Für sein Regiedebüt «Wildlife» hat sich Paul Dano («There Will Be Blood», «Little Miss Sunshine», «Swiss Army Man») beim Stoff des gleichnamigen Romans von Richard Ford bedient. Die Geschichte dreht sich um die Kleinfamilie der Brinsons – Vater Jerry (Jake Gyllenhall), Mutter Jeannette (Carey Mulligan), und Sohn Joe (fantastisch, Ed Oxenbould), die sich in den 1960er Jahren im kleinen Great Falls, tief im ländlichen Montana, niederlassen. Schon bald aber zeigt sich, dass das scheinbar perfekte All-American-Familienglück einige Risse hat: Es ist nicht das erste Mal, dass die Familie in einer neuen Stadt einen Neuanfang versucht. Jerry fällt es schwer, einen Job zu halten. Und auch in Great Falls scheitert er; schon nach kurzer Zeit verliert er seine Stelle als Caddy auf dem Golfplatz. Doch anstatt den Ambitionen seiner Frau stattzugeben, eine Stelle zu finden und die Familie zu unterhalten, beschliesst er, sich den Mannschaften anzuschliessen, die die in der Region wütenden Waldbränden bekämpfen. Auf sich allein gestellt, nimmt Jeannette ihr Schicksal selbst in die Hand – und entfernt sich immer weiter von ihrem abwesenden Ehemann.
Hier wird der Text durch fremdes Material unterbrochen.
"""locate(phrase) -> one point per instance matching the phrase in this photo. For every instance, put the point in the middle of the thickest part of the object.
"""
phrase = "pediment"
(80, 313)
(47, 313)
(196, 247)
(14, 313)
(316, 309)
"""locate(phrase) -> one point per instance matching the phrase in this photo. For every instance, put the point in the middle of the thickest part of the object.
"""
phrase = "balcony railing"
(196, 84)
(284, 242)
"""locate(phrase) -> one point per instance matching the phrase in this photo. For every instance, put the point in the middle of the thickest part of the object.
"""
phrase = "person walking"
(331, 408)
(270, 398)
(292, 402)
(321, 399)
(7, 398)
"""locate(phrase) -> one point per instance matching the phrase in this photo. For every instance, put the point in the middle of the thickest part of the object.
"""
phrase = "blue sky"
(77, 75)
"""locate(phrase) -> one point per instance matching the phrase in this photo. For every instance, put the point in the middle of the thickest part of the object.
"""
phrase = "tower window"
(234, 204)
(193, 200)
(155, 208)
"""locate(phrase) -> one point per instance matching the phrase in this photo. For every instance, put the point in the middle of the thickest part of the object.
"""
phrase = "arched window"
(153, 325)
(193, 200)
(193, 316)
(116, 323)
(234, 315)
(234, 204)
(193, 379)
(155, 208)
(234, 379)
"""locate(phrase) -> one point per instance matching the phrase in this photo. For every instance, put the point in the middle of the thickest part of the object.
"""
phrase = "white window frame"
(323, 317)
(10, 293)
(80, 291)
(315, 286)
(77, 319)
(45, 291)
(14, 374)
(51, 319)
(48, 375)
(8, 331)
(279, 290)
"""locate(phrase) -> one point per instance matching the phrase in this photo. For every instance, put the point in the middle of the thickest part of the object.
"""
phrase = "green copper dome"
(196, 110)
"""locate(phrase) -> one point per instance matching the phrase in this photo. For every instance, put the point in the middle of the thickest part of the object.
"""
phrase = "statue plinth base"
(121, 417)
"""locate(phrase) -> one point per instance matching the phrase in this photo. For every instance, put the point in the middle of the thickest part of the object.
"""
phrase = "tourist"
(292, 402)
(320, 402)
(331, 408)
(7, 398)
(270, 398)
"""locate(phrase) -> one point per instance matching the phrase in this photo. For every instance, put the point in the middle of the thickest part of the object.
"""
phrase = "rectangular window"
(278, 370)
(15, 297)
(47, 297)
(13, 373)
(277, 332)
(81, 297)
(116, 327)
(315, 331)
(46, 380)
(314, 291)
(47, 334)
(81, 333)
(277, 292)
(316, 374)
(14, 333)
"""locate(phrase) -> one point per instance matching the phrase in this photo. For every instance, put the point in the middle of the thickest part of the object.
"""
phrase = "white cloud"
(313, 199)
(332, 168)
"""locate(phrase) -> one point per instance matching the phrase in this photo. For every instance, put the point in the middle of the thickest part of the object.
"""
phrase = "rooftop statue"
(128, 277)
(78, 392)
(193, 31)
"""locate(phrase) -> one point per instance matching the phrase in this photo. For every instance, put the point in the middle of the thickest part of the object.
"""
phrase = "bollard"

Mittendrin und zwischen den Fronten steht der 14-jährige Joe, der zusehen muss, wie seine Familie auseinanderzubrechen droht. Und es ist Joe, durch dessen Perspektive die Geschichte erzählt wird; was zur Folge hat, dass man auch als Zuschauerin selbst ständig zwischen die Fronten gerät, die eigenen Loyalitäten hinterfragen muss, und die Handlungen und Entscheidungen der erwachsenen Figuren nicht wirklich versteht – so wie das Joe eben auch erlebt. Damit bedienen sich Dano und seine Co-Autorin und Ehefrau Zoe Kazan, gekonnt des narrativen Instruments, das die Romanvorlage vorgibt. Ganz sorgfältig erzählt der Regisseur, wie der junge Joe langsam, wenn auch eher gegen den eigenen Willen, in die komplizierte Welt der Erwachsenen übertritt. Man könnte «Wildlife» daher als klassische Coming-of-Age-Geschichte bezeichnen. Gleichzeitig ist der Film aber auch eine kritische Auseinandersetzung mit klassischen Männlichkeitsbildern und Frauenrollen. Sowohl die Figur von Jerry, der sich angesichts seines eigenen Versagens als Ernährers immer weiter verrannt, als auch jene von Jeannette, die ganz offensichtlich in ihrer zugeschriebenen Rolle als Hausfrau und Mutter gefangen ist, sind komplex und nuanciert gezeichnet. Jake Gyllenhall verleiht seiner Figur die perfekte Mischung von Stolz und Zerbrechlichkeit, die seine unvernünftigen Handlungen erklären. Und Carey Mulligan brilliert in der Rolle der rebellischen und doch realistischen Jeannette.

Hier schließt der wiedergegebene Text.